Looking back from less than two years' perspective, the authors now believe that despite the acrimonious debate much of value has taken place. The good history teaching going on in many public schools has received attention. And despite the attacks, by the spring of 1997, more than 70,000 of the original and revised versions of the National History Standards were already in circulation, with 28 states making use of them.

In many ways, even the furor itself was healthy, the editors say. "Lively debate over the meaning of the past and its relation to today's affairs does not signal national disunity and deterioration," they write. "Rather it is a sign of a vibrant democracy."

To put the standards controversy in context, the authors show how differing views of the nation's history have sprouted from its very beginnings.

Most Americans know that the Civil War has been taught much differently in Northern and Southern states. But many fewer know the story of David Saville Muzzey, who published a popular high school history text in 1911 that included suggestions that reforms were needed in American society.

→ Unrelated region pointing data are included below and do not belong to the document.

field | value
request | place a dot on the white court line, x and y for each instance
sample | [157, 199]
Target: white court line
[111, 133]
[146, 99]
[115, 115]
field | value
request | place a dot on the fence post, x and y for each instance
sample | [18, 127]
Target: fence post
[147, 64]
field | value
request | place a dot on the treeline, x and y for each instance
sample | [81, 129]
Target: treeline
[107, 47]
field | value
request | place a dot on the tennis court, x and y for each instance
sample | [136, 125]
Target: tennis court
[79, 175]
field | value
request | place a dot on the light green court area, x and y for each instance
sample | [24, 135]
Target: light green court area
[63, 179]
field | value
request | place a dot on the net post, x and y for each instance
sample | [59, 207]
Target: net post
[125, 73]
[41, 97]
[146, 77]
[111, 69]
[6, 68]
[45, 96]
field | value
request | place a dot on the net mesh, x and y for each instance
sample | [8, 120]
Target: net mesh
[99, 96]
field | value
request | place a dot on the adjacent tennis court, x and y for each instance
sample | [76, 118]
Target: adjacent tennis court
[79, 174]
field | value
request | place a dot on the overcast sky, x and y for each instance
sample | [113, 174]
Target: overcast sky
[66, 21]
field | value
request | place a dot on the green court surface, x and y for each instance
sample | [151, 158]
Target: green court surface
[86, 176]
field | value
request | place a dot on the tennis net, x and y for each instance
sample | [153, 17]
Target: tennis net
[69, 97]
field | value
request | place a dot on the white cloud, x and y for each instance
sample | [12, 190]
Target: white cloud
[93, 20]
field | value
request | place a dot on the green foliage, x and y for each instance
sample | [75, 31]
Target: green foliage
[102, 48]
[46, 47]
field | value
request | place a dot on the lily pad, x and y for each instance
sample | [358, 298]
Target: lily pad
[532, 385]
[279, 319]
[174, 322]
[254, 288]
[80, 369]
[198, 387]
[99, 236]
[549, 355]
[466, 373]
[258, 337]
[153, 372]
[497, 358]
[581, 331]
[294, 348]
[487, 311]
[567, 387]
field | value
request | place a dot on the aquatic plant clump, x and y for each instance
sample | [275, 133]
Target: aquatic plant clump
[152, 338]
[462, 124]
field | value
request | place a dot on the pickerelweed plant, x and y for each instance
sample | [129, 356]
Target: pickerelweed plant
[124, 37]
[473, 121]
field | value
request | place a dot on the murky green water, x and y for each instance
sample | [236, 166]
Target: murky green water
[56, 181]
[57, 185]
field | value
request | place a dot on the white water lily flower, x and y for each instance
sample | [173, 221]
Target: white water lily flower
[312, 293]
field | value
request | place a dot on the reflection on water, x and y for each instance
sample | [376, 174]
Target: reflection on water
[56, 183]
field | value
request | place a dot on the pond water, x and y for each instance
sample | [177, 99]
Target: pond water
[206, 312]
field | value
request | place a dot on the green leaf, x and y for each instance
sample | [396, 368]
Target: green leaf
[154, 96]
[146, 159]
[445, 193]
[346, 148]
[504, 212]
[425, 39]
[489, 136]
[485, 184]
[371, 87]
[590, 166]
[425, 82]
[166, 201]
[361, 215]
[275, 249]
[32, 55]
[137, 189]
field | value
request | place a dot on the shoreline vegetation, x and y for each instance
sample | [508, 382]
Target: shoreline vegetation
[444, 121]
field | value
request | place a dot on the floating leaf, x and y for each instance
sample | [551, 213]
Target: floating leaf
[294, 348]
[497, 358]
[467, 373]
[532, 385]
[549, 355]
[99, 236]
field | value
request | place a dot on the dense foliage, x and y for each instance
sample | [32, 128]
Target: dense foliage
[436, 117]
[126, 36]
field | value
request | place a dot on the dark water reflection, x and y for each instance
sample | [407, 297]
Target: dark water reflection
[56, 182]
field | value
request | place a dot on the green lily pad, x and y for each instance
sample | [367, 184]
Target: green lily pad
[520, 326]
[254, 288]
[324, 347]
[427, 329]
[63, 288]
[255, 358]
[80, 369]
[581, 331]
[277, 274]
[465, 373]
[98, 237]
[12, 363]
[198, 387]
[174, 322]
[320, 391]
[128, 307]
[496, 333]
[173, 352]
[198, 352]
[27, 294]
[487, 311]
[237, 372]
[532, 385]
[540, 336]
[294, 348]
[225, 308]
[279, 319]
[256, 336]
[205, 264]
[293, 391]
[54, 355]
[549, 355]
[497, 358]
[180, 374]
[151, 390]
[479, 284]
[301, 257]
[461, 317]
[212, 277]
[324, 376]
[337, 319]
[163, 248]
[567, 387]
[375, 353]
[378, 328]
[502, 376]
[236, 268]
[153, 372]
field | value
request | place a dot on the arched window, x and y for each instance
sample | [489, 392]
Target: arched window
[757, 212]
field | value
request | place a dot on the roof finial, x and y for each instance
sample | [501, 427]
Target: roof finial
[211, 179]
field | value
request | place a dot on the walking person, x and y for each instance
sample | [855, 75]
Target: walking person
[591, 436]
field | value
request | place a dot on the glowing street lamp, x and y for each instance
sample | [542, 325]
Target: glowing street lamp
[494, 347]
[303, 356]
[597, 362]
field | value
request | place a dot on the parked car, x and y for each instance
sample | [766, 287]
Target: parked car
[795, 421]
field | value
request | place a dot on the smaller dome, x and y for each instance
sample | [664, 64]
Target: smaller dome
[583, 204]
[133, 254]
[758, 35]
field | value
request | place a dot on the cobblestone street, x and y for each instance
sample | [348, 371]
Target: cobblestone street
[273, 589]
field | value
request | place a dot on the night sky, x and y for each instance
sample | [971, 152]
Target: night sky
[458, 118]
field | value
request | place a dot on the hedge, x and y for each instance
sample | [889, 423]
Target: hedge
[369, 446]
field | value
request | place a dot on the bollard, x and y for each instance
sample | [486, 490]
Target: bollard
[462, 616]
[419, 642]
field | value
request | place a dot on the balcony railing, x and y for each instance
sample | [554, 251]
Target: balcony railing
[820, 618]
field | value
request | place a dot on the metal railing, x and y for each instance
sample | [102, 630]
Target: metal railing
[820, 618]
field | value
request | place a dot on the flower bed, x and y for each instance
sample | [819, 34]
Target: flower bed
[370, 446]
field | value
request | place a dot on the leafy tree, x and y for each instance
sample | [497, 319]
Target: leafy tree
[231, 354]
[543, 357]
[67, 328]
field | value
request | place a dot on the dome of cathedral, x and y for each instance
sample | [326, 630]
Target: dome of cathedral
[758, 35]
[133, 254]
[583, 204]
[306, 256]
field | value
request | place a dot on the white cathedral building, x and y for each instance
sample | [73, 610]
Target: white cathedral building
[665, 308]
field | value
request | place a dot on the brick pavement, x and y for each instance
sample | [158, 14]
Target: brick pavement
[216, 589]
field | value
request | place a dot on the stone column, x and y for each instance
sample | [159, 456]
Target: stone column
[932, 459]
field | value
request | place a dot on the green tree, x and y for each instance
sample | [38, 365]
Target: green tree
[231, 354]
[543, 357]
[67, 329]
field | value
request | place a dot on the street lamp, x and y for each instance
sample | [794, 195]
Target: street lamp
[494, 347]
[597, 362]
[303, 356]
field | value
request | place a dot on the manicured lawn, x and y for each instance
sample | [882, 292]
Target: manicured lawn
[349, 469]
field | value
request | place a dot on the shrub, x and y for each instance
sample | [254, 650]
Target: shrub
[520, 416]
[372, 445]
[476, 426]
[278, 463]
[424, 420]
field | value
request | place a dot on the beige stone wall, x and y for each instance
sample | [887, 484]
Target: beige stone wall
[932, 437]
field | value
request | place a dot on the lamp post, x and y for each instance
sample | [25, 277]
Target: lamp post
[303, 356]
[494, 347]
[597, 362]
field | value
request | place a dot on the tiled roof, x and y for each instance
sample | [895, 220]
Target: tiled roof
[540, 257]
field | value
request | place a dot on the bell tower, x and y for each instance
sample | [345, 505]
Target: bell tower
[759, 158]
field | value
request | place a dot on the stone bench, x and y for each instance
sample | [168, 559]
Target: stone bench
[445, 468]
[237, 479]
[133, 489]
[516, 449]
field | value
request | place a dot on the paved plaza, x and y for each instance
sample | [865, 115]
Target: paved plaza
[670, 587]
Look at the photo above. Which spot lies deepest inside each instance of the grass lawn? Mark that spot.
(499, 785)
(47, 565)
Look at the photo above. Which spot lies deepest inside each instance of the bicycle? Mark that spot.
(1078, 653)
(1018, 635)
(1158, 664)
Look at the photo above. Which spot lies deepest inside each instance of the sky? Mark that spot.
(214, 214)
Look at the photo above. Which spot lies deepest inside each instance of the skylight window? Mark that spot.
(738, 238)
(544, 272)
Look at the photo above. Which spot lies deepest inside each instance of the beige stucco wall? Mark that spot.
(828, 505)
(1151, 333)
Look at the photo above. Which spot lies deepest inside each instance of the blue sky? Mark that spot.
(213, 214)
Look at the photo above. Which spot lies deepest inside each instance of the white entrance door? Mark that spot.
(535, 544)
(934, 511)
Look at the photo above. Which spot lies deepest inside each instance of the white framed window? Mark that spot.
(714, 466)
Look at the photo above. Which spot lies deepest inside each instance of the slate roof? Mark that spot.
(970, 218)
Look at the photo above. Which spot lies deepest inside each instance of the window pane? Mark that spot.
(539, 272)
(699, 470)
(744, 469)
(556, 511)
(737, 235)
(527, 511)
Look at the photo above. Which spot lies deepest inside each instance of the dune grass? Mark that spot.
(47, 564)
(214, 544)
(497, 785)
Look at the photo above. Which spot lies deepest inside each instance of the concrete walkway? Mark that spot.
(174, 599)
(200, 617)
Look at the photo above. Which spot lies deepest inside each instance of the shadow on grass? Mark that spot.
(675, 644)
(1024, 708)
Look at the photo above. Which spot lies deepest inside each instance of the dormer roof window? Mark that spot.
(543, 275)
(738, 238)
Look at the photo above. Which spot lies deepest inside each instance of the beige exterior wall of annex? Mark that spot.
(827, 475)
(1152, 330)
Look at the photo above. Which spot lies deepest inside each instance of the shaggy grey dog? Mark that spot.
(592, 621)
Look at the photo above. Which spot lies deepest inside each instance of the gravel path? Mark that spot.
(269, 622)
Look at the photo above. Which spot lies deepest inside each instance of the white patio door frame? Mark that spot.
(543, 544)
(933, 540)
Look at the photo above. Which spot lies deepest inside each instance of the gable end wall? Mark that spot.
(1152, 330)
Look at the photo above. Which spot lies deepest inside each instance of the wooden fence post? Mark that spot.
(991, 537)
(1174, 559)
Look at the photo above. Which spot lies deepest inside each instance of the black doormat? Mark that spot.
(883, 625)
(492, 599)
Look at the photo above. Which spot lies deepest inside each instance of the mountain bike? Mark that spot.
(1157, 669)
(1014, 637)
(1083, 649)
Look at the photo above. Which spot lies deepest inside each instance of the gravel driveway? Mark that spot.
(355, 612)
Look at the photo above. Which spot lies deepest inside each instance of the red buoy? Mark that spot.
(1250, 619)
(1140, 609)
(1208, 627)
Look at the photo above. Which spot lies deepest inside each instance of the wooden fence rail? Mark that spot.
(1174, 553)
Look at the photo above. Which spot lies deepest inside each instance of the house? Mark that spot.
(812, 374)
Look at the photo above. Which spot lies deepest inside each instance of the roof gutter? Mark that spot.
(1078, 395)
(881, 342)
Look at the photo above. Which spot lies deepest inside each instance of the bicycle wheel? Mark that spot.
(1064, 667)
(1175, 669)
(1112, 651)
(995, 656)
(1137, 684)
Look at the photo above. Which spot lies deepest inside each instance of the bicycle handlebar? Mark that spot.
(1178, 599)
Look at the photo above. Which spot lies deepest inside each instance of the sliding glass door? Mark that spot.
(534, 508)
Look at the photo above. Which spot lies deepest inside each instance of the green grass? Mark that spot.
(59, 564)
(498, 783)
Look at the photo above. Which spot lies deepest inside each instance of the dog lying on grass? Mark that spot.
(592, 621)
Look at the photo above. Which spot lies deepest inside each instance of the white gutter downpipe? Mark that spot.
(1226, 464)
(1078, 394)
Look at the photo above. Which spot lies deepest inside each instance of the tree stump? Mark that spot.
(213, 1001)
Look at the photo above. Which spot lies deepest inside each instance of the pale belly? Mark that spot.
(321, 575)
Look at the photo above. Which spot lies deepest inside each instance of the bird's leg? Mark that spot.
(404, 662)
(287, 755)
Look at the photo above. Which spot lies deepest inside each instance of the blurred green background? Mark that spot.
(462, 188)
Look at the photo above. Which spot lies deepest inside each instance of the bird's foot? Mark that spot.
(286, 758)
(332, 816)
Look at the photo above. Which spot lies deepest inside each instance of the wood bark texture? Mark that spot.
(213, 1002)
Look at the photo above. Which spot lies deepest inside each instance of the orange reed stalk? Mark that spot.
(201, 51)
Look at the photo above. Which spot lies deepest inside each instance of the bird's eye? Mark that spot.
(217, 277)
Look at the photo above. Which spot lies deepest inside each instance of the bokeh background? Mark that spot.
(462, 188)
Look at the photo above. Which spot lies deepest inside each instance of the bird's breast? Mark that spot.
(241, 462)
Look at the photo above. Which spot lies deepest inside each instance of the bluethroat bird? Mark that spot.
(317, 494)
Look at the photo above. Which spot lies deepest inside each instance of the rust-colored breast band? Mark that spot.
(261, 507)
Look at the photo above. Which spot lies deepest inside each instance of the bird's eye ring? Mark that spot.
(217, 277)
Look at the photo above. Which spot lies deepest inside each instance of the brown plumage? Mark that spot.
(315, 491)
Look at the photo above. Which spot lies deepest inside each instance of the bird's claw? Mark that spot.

A plan to attack the textbook as unpatriotic, led by a Hearst newspaper columnist, included "hyperbolic, overheated language; distort[ing] the content of the books; flood[ing] the press with scary stories denouncing the corruption of children's minds; and enlist[ing] support from national associations," all tactics that would be used against the history standards, the authors say.

Though some efforts have been made by conservatives to write "counter standards," the authors say they and their critics are coming together on one point: No effort should be made to try to construct a "final and definitive version of our nation's or the world's history." Those decisions are best left to state and local officials.

Among the authors other recommendations:

* Schools shouldn't buy into the "false dichotomy" that they must teach either the "facts" or "analysis" of history. Both are necessary for good historical scholarship.

* European history, "its events, turning points, ideas, philosophies, religions, literature, and art," must be taught the authors conclude. But this is not "synonymous with the history of mankind."

* The teaching of non-Western cultures, so-called multiculturalism, must stop emphasizing differences, the "other"-ness of cultures and instead seek to show the unique contributions and essential traits that each culture adds to mankind's diversity.

"History on Trial" offers an important resource to parents, teachers, administrators, government officials, or anyone trying to understand how history can be most effectively taught in the 1990s. Brightly written and solidly researched, it is itself a model of good scholarship, bringing light to a troubled chapter in recent American history.

* Gregory M. Lamb is on the Monitor staff.